Typically physicist's interests and work are defined by two choices: their field and whether they choose to pursue experimental or theoretical research. Most physicists concentrate on a single field, one of the many subfields from: Acoustics, astronomy astrophysics, atomic physics, biophysics, chaos, chemical physics, computational physics, cosmology, crystallography, electromagnetism, electronics, fluid dynamics, general relativity, geophysics, high energy physics, high pressure physics, laser physics, light physics, low temperature physics/cryophysics/cryogenics, mathematical physics, mechanics, meteorology/weather physics, molecular physics, nanotechnology, nuclear physics, optics, particle physics, plasma physics, quantum physics, quantum optics, quantum field theory, quantum gravity, statistical mechanics, string theory and thermodynamics.

While many physicists will remain in the same field throughout their careers, just as many work in a number of areas – following their interests as they evolve with time.

Normally, physicists further specialize in the experiments or the theory related to those problems (Enrico Fermi, one of the great minds of Nuclear Physics is the last physicist to be generally acknowledged to be a master of both experiments and theory). These two types of physicist – the theoretician and the experimentalist have many differences and commonalities.

The theoreticians work with pencil and paper (or, more recently with keyboard and mathematics software), working through the physics of the phenomena they are interested in from the equations.

The experimentalists perform another crucial task: They seek to confirm or contradict the theories of physics through comparison with actual results.

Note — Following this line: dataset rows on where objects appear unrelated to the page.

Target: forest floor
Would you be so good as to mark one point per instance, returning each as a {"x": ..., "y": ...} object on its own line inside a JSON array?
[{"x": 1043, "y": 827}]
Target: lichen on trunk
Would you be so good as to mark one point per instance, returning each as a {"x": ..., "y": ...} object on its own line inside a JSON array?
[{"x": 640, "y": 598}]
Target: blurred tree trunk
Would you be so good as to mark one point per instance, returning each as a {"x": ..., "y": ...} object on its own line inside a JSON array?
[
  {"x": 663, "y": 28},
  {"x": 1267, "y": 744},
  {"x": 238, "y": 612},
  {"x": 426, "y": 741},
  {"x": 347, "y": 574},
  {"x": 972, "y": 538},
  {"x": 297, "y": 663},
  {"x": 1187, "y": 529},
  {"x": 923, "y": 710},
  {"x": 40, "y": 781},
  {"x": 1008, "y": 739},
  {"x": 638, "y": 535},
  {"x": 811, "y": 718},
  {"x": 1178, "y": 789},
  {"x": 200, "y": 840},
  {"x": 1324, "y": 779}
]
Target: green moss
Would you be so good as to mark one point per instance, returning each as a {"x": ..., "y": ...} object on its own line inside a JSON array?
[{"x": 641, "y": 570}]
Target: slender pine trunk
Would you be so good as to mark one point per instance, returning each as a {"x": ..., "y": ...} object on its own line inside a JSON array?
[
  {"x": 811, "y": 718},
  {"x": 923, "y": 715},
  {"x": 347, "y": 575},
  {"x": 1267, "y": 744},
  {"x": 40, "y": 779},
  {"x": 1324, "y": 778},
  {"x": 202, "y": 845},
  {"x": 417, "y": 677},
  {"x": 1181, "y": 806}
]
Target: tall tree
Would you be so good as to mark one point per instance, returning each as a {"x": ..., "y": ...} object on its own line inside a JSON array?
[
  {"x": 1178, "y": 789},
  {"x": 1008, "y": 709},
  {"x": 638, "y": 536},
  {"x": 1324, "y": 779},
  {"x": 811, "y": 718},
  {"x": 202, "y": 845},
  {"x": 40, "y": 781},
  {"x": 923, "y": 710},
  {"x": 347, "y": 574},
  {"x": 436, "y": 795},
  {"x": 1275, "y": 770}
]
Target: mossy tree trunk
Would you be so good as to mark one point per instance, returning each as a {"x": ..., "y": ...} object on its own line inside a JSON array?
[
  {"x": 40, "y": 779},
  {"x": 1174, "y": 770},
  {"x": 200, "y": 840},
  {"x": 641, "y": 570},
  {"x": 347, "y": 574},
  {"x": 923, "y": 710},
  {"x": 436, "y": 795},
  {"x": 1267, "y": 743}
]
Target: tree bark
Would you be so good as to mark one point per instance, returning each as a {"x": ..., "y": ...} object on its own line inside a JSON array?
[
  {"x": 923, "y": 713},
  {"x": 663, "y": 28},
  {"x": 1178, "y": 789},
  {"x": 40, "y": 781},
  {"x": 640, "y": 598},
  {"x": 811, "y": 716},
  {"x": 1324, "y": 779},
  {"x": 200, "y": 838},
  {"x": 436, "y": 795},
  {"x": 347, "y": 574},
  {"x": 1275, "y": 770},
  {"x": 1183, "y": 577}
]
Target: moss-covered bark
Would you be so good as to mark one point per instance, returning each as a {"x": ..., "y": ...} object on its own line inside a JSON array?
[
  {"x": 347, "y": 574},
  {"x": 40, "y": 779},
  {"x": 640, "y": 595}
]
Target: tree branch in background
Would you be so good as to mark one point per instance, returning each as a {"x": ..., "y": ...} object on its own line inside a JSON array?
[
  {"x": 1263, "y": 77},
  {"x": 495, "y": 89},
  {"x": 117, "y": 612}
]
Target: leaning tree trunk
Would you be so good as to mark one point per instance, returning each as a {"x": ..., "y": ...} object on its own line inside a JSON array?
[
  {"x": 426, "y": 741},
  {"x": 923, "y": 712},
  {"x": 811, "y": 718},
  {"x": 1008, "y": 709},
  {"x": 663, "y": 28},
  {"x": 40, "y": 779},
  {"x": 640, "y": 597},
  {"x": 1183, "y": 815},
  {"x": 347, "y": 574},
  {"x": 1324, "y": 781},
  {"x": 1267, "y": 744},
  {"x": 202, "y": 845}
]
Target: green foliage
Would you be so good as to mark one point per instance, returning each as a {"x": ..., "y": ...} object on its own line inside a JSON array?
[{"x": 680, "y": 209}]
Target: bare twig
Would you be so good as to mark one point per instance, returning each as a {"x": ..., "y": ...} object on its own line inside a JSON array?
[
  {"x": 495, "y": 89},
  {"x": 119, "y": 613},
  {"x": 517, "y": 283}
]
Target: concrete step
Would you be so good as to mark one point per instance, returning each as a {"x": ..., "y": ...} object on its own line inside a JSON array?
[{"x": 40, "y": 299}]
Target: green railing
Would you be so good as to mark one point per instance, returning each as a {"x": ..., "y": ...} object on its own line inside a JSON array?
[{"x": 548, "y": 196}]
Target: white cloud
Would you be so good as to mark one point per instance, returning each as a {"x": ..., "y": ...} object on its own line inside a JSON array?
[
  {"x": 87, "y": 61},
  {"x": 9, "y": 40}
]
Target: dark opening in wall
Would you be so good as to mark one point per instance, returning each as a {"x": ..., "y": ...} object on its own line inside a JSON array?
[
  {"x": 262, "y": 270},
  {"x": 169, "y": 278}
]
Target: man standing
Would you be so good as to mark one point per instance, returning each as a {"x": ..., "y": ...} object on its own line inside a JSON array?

Detailed, arduous experiments are often required to explore the details of theories at the forefront of physics, sometimes requiring very large teams of researchers working with multimillion dollar apparatus (especially in the field of high energy physics).

While research is the core of the typical physicist's job, most will have to take teaching work as part of their positions, instructing potential new physicists (and other students who need to take physics for various reasons – like getting into medical school) in the facts of the universe. In addition to teaching classes, they usually have research students – typical graduate and postdoctoral students who are essentially apprenticed to the professor, learning the details of their specific fields as they help with their supervisor's research, gaining more independence in their research as their experience progresses.

Most of all, physicists follow their natural curiosity and interests as they explore the ways of the universe.